Bride Rebecca chose to have her “hen stomp” a few days before her wedding, which was held in a rustic finca in the middle of the Sierra de Las Nieves nature park in the Andalusian region of Spain. As many of her guests had traveled far to be with her, Rebecca wanted to show them more of the gorgeous region that she calls home. Her closest friends gathered in the mountain village of Yunquera, not far from her home, to go on a hike. The trek (led by Jacqui, a friend who knew the area well) took them along country roads, down a steep gorge to a lush valley, a huge dam and the Zarzalones cave, where the Rio Grande river is born. Afterwards, the group gathered at the bride’s favorite nearby restuarant and were joined by other women from her family for a night of delicious regional food, wine and laughter. Photographer Ruth Joy, a close friend of the bride, captured the beautiful countryside walk and emotional dinner party that followed.
From bride Rebecca:
I chose to have a long walk for my hen party because so many guests had come a long way to stay in this particularly beautiful part of the world, and I wanted to show them some special local places. As everyone had paid for their flights and accommodation, I didn’t want to ask people to start forking out for activities. My friend Jacqui, who knows the area well, led us along country roads and pathways, down a steep gorge to a lush valley, a huge dam and a cave called Zarzalones, where the Rio Grande river is born. We sat on the dam and enjoyed the surroundings with a glass of bubbly. A friend, Kayte, picked some wild flowers on the way and wove them into a crown, which I still have. A few women jumped off the dam into the crystal clear, very cold river water, to cool down after the hike. We then walked across the dam and into the cave, to find the source, where the river bubbles up from a deep underground channel. There were bats hanging from the roof, and a wonderful stillness and darkness inside. Some of us had a swim in the source pool, which was icy cold but very invigorating. This was one of my favourite moment of the whole day—bathing in the source pool while singing with some wonderful women.

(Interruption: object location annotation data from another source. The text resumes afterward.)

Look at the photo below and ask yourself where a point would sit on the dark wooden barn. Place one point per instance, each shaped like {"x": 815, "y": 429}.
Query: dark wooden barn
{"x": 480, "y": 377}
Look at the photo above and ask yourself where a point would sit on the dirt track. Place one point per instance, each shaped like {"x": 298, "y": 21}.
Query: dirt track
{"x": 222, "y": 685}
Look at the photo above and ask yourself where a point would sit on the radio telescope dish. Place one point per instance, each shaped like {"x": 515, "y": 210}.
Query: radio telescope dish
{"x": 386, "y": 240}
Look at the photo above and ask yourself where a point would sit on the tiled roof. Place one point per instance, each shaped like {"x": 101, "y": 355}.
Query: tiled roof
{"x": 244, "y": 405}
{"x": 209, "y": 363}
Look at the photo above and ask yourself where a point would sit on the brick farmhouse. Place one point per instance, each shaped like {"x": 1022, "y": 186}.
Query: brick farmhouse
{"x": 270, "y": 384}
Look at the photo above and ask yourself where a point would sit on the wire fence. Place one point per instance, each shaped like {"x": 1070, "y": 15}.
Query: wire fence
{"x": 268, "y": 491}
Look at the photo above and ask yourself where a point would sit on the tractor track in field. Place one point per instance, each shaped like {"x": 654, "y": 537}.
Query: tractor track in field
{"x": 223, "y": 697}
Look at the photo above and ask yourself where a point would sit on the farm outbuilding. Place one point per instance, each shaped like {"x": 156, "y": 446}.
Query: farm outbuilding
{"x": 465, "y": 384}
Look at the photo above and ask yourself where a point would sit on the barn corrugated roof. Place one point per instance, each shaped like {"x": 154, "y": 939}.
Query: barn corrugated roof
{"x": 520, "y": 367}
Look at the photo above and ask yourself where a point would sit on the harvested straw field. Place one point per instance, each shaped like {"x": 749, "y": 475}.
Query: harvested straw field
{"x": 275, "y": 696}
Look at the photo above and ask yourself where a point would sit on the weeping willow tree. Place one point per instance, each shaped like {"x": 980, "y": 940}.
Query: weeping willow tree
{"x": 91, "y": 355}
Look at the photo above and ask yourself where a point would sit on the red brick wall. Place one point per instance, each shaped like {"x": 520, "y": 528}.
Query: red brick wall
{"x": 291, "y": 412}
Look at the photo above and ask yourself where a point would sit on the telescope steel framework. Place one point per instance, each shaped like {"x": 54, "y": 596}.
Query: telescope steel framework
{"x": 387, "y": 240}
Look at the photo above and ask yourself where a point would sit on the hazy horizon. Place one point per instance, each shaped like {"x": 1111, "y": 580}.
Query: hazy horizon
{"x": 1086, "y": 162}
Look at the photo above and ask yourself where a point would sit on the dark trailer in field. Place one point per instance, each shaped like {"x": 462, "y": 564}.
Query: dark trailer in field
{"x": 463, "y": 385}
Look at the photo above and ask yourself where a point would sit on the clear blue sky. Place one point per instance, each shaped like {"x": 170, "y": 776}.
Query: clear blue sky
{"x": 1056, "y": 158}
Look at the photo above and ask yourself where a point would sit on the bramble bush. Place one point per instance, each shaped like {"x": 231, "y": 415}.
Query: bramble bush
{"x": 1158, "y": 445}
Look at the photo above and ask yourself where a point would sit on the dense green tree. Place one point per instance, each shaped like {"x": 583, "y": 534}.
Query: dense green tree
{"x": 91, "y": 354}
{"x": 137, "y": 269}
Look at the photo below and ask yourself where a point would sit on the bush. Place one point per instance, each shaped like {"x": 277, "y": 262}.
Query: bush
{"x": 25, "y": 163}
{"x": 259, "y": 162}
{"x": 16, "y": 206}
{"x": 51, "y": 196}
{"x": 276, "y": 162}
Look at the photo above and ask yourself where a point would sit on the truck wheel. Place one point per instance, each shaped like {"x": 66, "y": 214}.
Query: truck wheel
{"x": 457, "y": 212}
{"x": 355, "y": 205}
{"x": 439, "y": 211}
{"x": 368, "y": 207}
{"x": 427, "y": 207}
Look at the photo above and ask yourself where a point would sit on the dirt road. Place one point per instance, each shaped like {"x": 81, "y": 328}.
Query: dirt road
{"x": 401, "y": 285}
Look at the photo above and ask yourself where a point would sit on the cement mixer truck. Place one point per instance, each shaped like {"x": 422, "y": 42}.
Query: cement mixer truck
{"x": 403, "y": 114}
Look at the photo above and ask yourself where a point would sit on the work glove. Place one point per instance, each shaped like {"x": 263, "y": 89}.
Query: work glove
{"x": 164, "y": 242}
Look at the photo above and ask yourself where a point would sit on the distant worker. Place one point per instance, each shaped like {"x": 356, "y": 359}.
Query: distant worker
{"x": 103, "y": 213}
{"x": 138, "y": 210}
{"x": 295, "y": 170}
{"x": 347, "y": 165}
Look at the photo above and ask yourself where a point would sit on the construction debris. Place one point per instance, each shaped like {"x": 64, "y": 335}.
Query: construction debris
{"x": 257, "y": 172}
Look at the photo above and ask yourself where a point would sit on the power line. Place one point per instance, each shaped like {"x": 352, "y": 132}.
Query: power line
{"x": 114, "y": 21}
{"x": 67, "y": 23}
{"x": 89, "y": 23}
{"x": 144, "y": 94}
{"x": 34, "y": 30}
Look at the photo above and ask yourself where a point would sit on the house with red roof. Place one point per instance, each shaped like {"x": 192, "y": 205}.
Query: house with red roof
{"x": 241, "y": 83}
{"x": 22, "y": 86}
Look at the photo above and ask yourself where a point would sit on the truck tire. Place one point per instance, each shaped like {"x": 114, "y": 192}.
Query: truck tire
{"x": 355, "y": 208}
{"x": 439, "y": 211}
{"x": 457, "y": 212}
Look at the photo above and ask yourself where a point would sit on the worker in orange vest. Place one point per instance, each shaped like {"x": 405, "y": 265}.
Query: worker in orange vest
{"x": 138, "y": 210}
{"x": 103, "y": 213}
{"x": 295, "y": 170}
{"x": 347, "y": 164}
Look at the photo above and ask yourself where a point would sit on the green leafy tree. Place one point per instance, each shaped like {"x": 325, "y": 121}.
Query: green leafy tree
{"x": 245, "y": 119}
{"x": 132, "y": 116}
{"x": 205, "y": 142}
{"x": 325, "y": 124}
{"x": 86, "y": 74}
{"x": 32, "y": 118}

After an hour or so at the cave, we made our way back up to the path, and walked the last five kilometers into the village, to a restaurant called Enara’s, my favourite in this area. The owners are so welcoming and accommodating. We had about ten more people than I’d booked for, but the lovely food just kept coming and the wine flowing. There we met the rest of the hen party—those who’d been unable to join the walk. We got changed and scrubbed up a bit in the loos, then sat down to a fantastic feast. My best lady, Steph, had prepared a Mr and Missus quiz, which got quite awkward at times because my Mum was there! Steph had also made a slideshow of photographs taken during our long friendship, along with pictures of my childhood, my family and—this part had me crying—my two daughters.
I’m so grateful to Ruth for capturing the magic of the day with her photography. We’ve been great friends for half our lives, and I admire her talent for capturing the beauty and essence of people and places.